Wikipedia has now banned AI-generated articles

But AI can still be used to translate and refine an article, as long as it's a human that does the process.
Text: Markus Hirsilä
Published 2026-03-27

The use of a generative AI is a hot topic because people still want content, works of art and so on, that have been done by real humans. English Wikipedia, as reported by Engadget, has banned the use of generative AI when writing or rewriting articles.

"Text generated by large language models (LLMs) such as ChatGPT, Gemini, DeepSeek etc. often violates several of Wikipedia's core content policies. For this reason, the use of LLMs to generate or rewrite article content is prohibited."

But as expected, there a few exceptions for this. The use LLMs is permitted, when it is used to "suggest basic copyedits to their own writing, and to incorporate some of them after human review, provided the LLM does not introduce content of its own". The other thing is that "editors are permitted to use LLMs to translate articles from another language's Wikipedia into the English Wikipedia, but must follow the guidance laid out at Wikipedia:LLM-assisted translation".

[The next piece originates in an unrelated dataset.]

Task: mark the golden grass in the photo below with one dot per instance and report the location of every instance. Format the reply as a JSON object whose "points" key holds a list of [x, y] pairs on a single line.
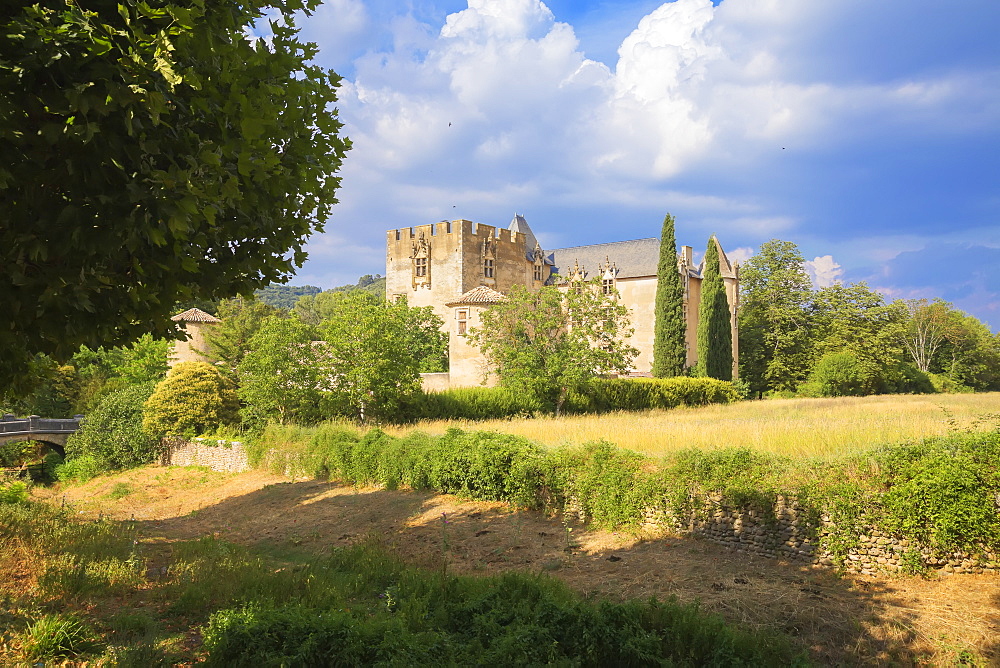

In short, using AI to refine someone's own writing is OK, but only if the copy is checked for accuracy. And also translating the text to another language is good to go as well. But even then, a human must check that AI-generated translation.

It must be noted, that since different Wikipedia sites have their own independent rules and editing teams, there might be local exceptions. Engadget uses Spanish Wikipedia as an example by stating that "Spanish Wikipedia --- has fully banned the use of LLMs, with no exceptions for refinement or translation".